The locations within this research vary from areas with a population of 44,449 in Braintree and Bocking down to a population of 227 in Pentlow, which clearly provide very different sample sizes of data.   

Example of how sample sizes have affected the data collected  

Average waiting times have only been reliably produced for the larger locations – The District as a whole and the three towns. The larger villages (like Coggeshall and Earls Colne) have less than 20 homes which become available to rent per year (lets) and this does not provide enough of a sample size to produce a reliable average. 

In order to determine average waiting times for a location there needs to be a reasonably high number of people who were allocated homes in that location. 

There would need to be samples of lets for the different priority bands ‘A to C’ (3 variables) across different property types e.g. 1 bedroom flat, 2 bedroom bungalow etc (8 variables). This means that 24 (3x8) lets would need to have occurred just to provide 1 sample of a waiting time for each property type.  To obtain an average of these waiting times we would need a few examples of lets (say 4 upwards at the very least). This shows we would need 100+ lets over the three years of data to start to record average waiting times. 

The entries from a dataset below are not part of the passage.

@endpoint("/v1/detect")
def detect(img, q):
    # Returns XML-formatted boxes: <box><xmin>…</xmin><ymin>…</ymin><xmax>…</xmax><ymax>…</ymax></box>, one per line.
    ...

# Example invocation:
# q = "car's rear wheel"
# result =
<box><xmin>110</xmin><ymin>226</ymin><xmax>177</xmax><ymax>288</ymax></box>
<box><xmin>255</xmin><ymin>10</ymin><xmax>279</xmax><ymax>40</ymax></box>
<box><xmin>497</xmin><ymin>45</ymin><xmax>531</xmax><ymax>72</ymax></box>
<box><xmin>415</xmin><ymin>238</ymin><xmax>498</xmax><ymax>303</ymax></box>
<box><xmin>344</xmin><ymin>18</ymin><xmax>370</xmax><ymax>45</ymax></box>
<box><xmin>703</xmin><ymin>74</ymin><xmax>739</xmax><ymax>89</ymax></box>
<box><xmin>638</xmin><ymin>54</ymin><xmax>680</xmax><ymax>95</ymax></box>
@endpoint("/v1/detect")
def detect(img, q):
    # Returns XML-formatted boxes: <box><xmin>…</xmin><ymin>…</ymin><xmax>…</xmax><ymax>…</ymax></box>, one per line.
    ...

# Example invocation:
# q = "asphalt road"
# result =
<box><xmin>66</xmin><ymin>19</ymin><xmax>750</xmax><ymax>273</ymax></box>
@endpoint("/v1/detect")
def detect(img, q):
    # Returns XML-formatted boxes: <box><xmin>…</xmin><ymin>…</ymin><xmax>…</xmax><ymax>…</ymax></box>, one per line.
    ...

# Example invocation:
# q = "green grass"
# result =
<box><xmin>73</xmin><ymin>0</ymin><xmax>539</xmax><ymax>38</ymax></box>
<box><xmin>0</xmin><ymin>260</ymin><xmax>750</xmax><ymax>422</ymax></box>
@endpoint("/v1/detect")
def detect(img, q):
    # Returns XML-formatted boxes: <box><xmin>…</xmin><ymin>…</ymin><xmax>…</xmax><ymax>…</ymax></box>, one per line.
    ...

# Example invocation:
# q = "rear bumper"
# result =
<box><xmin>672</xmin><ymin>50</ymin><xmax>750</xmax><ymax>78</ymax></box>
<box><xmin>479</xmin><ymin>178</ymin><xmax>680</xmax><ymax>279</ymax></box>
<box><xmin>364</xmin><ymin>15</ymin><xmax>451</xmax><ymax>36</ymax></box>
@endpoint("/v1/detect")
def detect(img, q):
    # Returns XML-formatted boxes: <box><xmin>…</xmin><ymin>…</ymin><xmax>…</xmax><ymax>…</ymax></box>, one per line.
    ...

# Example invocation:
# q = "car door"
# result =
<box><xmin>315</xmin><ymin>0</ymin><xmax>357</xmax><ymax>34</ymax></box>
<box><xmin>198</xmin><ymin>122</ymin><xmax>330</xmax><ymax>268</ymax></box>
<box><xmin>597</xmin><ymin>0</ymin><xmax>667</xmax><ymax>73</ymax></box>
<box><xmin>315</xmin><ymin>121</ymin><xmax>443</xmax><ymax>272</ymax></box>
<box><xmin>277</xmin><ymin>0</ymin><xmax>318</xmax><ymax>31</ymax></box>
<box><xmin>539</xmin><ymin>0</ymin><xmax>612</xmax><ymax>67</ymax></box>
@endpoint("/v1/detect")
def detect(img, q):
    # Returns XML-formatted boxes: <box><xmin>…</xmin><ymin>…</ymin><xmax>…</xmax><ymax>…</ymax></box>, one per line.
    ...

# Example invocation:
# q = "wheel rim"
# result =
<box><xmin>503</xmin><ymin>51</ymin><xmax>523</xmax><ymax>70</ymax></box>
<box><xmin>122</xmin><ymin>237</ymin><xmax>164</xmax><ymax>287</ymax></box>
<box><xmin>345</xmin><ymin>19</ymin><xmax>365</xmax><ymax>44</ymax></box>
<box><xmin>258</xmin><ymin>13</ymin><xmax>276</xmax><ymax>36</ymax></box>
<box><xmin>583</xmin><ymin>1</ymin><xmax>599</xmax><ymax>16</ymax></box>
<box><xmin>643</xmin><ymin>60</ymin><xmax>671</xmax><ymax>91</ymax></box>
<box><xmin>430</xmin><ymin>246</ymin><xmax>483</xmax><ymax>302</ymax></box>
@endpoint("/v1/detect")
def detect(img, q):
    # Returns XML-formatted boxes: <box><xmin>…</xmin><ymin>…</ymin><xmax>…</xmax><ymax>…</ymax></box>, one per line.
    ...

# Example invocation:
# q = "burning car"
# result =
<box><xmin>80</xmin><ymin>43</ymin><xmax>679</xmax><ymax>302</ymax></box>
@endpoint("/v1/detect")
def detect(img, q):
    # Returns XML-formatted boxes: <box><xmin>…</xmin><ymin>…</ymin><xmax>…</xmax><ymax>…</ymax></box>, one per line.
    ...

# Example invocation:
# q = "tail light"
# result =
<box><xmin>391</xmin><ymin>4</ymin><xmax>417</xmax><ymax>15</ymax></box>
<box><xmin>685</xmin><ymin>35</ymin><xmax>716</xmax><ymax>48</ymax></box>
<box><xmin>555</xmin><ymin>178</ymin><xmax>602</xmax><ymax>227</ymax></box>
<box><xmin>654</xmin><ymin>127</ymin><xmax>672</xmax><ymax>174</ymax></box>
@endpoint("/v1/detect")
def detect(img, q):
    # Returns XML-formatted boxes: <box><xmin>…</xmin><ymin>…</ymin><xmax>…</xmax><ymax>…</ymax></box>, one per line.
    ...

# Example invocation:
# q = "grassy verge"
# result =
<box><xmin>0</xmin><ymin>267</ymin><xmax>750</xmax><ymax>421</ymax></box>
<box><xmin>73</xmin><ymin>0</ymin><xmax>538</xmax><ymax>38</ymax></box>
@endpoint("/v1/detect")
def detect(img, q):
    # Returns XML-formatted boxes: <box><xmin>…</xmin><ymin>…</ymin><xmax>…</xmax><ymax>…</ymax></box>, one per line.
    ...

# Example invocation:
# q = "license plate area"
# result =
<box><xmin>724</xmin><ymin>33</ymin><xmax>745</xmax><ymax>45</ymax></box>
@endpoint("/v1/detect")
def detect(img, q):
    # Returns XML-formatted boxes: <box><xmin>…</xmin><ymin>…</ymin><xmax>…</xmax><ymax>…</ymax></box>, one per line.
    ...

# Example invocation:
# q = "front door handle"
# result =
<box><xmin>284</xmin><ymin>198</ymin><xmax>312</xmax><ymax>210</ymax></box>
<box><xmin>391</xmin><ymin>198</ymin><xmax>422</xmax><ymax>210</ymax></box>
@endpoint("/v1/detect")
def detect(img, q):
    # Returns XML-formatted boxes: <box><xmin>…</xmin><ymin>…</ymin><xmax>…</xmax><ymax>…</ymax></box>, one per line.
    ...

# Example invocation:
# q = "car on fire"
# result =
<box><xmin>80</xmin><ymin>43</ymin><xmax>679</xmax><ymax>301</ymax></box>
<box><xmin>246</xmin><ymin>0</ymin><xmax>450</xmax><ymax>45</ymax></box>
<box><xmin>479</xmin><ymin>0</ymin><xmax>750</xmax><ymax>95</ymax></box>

The three versions of the Data 

There are three different versions of the data collected due to the different sample sizes available. 

  1. District & Towns - The Braintree District, Braintree & Bocking, Halstead and Witham 
  2. Larger Villages - These include the six largest Key Service Villages of Coggeshall, Earls Colne, Hatfield Peverel, Kelvedon, Sible Hedingham and Silver End and the other seven larger villages in the District (over 1,500 population size) of Black Notley, Cressing, Feering, Great Notley, Great Yeldham, Rayne and Steeple Bumpstead. 
  3. Parishes - For all other parish locations. 

The District and towns have much wider data and analysis due to the larger sample size, which includes waiting times and movement rates. As the data sample sizes get smaller for the villages, the key housing needs statistics focus more on analysis of the Census data and include more historic data from Braintree District Council's records.